The SS Zebulon Baird Vance launched into Cape Fear, December 6, 1941.

State Archives, North Carolina Office of Archives and History

Shipbuilding

Shipbuilding in the Lower Cape Fear region peaked in the 19th century, and swiftly declined in the early 20th century as construction methods shifted from wood to iron and steel. A number of shipyards were located on Eagles Island, the first of which was Beery’s Shipyard, also known as the Commercial Mill and Shipyard and the Confederate Navy Yard. Opened in 1848 by Samuel Beery and his two sons, this shipyard produced commercial vessels until the Civil War, when it shifted its focus to building ships for the confederate navy. In 1911, Beery’s Shipyard was purchased by Wilmington Iron Works, who established the Wilmington Marine Railway Company in its place. In 1924, Stone Towing Company – formed in 1895 as a towing business and grocer – purchased the Wilmington Marine Railway Company as well as the Naul Shipyard (Diamond Steamboat and Wrecking Company) to the north and operated until 1946 when a fire destroyed most of its facilities. To the south of the Wilmington Marine Railway Company was Hamme Marine Railway, a small railway used to haul vessels for repair. In 1910, the US Army Corps of Engineers constructed wharves and docks for the Government Shipyard and Marine Railway, which continues to operate today as the US Engineer Yard (Markham et al, 2011).

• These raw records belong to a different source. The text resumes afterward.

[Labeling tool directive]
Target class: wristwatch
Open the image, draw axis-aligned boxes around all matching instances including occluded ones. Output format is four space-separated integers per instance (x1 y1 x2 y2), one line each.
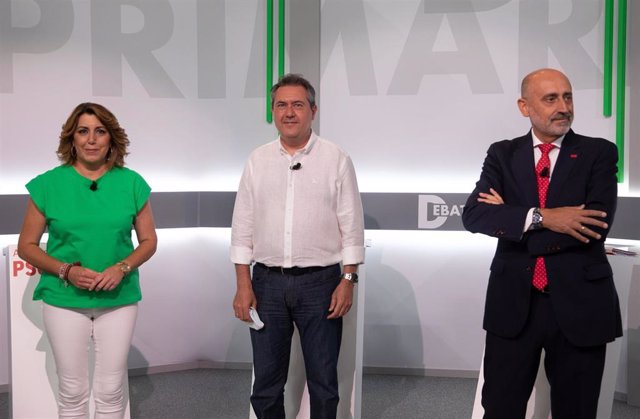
116 260 131 275
340 272 358 284
531 208 543 230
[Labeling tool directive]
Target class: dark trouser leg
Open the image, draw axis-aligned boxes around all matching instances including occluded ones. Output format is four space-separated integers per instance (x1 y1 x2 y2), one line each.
544 316 606 419
482 293 553 419
251 267 293 419
292 266 342 419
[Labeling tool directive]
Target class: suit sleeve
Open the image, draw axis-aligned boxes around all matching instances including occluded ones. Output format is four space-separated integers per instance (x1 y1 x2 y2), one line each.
527 140 618 256
462 141 529 241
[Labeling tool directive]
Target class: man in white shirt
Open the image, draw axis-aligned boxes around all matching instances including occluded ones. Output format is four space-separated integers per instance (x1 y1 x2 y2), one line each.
231 74 364 419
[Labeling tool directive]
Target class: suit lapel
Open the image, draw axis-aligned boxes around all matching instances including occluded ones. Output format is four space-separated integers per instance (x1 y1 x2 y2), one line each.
547 130 580 207
511 131 540 207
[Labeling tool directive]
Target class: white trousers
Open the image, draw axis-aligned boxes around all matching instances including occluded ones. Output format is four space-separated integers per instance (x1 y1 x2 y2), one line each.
42 304 138 419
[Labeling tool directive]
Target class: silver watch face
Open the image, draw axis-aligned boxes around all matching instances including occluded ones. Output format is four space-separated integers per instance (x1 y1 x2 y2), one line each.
342 272 358 284
531 208 542 228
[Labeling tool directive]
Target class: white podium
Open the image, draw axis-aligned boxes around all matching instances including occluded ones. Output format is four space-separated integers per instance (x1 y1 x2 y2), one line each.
249 265 367 419
3 245 130 419
471 255 640 419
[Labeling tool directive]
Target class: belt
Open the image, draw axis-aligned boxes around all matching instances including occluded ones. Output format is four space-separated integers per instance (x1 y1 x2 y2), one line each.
255 262 335 276
531 284 551 294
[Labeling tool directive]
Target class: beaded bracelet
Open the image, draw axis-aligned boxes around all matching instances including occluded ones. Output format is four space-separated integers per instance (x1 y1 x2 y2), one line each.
58 262 82 287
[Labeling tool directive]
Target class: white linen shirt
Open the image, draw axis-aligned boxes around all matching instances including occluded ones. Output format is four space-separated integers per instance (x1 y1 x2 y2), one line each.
230 133 364 268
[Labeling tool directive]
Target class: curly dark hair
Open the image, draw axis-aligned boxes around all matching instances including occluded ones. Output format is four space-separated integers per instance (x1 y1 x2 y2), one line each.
57 102 129 167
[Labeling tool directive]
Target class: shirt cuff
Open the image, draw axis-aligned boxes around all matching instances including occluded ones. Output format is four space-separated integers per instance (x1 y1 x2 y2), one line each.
522 208 535 233
342 246 364 265
229 246 253 265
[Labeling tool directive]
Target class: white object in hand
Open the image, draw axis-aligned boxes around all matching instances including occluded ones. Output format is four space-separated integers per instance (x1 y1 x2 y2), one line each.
249 307 264 330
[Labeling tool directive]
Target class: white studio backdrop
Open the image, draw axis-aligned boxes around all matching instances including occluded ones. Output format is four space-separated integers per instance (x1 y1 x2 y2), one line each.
0 0 625 404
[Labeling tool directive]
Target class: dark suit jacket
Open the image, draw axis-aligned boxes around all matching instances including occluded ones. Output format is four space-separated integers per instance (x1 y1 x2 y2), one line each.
462 131 622 346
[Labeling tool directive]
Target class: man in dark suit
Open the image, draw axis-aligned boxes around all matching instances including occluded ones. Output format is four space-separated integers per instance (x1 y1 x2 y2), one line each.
462 69 622 419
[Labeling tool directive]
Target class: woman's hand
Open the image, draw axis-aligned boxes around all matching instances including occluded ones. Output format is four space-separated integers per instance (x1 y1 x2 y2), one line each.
67 266 99 291
478 188 504 205
89 265 125 291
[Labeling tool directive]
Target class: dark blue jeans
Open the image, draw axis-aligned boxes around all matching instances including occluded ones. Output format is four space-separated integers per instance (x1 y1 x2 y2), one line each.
251 265 342 419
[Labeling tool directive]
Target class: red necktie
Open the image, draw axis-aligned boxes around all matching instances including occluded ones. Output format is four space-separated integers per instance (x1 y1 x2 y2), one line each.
533 144 555 291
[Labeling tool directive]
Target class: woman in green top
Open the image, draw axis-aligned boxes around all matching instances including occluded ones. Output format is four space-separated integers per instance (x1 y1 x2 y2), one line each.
18 103 157 418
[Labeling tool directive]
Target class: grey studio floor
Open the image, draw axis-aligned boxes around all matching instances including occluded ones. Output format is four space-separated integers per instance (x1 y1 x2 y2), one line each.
0 369 640 419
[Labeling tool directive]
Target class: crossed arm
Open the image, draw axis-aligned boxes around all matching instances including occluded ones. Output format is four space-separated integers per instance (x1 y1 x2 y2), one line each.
478 188 608 243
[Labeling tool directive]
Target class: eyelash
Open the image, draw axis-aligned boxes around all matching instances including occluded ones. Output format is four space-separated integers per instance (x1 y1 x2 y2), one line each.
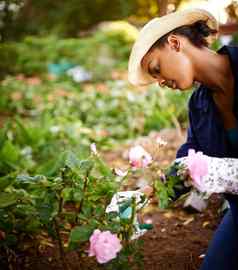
154 66 160 74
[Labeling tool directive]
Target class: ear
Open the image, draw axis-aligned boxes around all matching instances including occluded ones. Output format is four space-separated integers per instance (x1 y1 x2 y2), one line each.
168 34 181 52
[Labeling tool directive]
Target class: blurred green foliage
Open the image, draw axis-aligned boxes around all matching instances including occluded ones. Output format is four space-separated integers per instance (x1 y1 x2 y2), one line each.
0 21 137 79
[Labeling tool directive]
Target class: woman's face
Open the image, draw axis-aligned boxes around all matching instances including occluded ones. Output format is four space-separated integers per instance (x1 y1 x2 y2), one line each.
141 35 194 90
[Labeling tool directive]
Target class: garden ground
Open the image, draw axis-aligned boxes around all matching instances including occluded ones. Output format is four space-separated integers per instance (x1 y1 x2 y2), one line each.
15 130 222 270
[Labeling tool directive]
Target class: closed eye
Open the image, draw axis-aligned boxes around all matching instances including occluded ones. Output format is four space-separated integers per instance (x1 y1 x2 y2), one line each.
148 65 160 78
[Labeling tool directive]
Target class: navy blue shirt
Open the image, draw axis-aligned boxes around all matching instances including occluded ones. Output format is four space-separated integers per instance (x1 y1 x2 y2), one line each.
177 46 238 158
177 46 238 226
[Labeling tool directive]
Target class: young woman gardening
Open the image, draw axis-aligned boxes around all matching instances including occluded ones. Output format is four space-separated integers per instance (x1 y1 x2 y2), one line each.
129 9 238 270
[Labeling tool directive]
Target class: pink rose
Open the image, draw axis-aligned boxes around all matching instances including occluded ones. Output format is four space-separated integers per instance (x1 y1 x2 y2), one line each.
187 149 208 190
89 229 122 263
114 168 128 177
129 145 152 168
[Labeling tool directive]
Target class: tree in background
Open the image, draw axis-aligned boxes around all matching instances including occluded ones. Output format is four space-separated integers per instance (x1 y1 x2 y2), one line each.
0 0 238 39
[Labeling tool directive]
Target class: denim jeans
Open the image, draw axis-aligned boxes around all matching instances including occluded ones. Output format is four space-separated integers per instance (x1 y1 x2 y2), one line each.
200 209 238 270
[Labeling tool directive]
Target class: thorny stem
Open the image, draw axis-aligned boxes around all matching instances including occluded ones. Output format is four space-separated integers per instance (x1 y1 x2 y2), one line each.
76 174 89 222
54 219 70 270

Shipbuilding in the region increased for a short period during WWI and again during WWII, when the North Carolina Shipbuilding Company produced 243 vessels for the war effort through the US Maritime Commission. After the war ended, the decommissioned fleet was sold, scrapped, or stored (“mothballed”) along both sides of the Brunswick River, which was dredged and widened to accommodate the anchorage. By the early 1970s, the entire fleet had been sold or scrapped (Minford, 2012).

Aerial of the shipyard, December 29, 1941; 23 days following the launch of the first vessel

Courtesy of New Hanover County Public Library

More than 300 mothballed ships were moored in the Brunswick River just west of Eagles Island.

Aerial view over Eagles Island c.1950

Following the Second World War the US Navy & US Martime Administration were faced with a substantial surplus of government-owned cargo ships built during the war and a lack of places to store them after they were deactivated. Starting in 1946 the State of North Carolina and the US Navy began to dredge out and prepare the coastlines of the Brunswick River to serve as the location for a reserve or ‘mothball’ fleet of cargo ships.

Accepting its first deliveries in Autumn 1946 the Wilimington Reserve Fleet eventually became home to over 300 Victory and Liberty ships, many of which were built across the river at the Wilmington Shipyard. When the US Navy consolidated its East Coast Reserve Fleets to Fort Eustis Virginia and Beaumont Texas in the 1960s & 1970s, the ships of the Wilmington Reserve fleet were steadily removed to their new homes, scrapped or used as targets. The Wilmington Reserve Fleet ceased operations in 1962.